Now, to be perfectly fair, this is also where As Above, So Below abandons any sense of logic to its premise. After all, regardless of what each person is experiencing in these Catacombs, it's not as if a subjective viewpoint would be captured by the camera sitting atop his or her head. The cameras aren't exactly hard-wired into the characters' subconscious minds. You could make the case that it may have been more effective to simply present the subjective points of view without the contrivance of the attached cameras. In fact, I may be talking myself into that argument even as I write this.

But no, no - with the aforementioned caveat in mind, I'll accept the film as it is, aesthetic discrepancies and all. Because regardless of its logic, the film really does do a nice job creating a disorientingly nightmarish sense of place - a dreamspace in which Dowdle can mix and match points of view as he sees fit.

The more time we spend underground, the more urgent each individual experience becomes and the less the supposed plot matters.

It all begins innocently enough, as our central heroine Scarlett (Perdita Weeks) commissions a few friends and specialists to sneak into the secret nooks of the Parisian Catacombs in search of the mythical stone that may or may not hold the secret to immortality. It's all a bit Indiana Jones-ish in its setup, with Scarlett charmingly flouting any rule necessary in order to continue her quest for a historical secret that her father spent his whole life chasing.

Scarlett - professor, historical scholar, alchemy enthusiast, prodigal student, and devotee of the off-the-shoulder look that I wholeheartedly endorse - will stop at nothing to find what she wants, even if it means leaving a friend stuck in a Turkish prison for a week while she chases down a lead. That friend is George (Ben Feldman, he of the missing nipple on Mad Men), a fellow scholar and tinkerer (he breaks into places and fixes things, like clock towers that have been out of order for decades) who reluctantly follows Scarlett into the Catacombs on what he presumes to be a wild goose chase.

Also along for the ride are her documentarian friend Benji (Edwin Hodge), and a group of Catacomb experts (like outlaw tour guides) led by the egomaniacal Papillon (François Civil).

Scarlett claims to have a map showing previously unknown, deliberately hidden tunnels that may hold the secret she's looking for. But the more clues they follow and the deeper they go, the more unsteady their sense of reality becomes. Unexplained anachronisms, visions and noises become commonplace. Objects and people appear that have no business being there. Each character's past becomes fodder for a hellish nightmare that gets more and more abstract the more Scarlett and Co. try to engage, explain or control their surroundings.

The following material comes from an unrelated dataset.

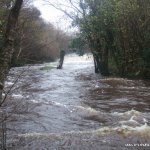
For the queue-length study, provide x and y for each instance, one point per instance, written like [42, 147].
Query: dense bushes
[118, 33]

Dowdle handles most of that effectively, and As Above begins to resemble Silent House in ways both thematic and structural. But the hiccups are in the screenplay, which is seemingly at odds with the more surreal impulses of the direction. Memory plays a central role in the second half of the film - the central role, in fact - but the screenplay, co-written by Dowdle and his brother Drew, does a poor job reconciling those details with the characters. And when it does address them, it does so with perfunctory exposition that strips the story of its dreamlike effect. There's a lot to like about As Above, So Below, but its inability to balance its surrealism with the (unnecessary) need for overt explanation is what tips the scales for me, particularly because of the way the story resolves itself. Dowdle tries to corral the characters' collective subconscious in order to give the story a pat resolution and a firm meaning. Sorry, but dreams become a lot less interesting the minute you try to pinpoint every detail and explain everything them all away.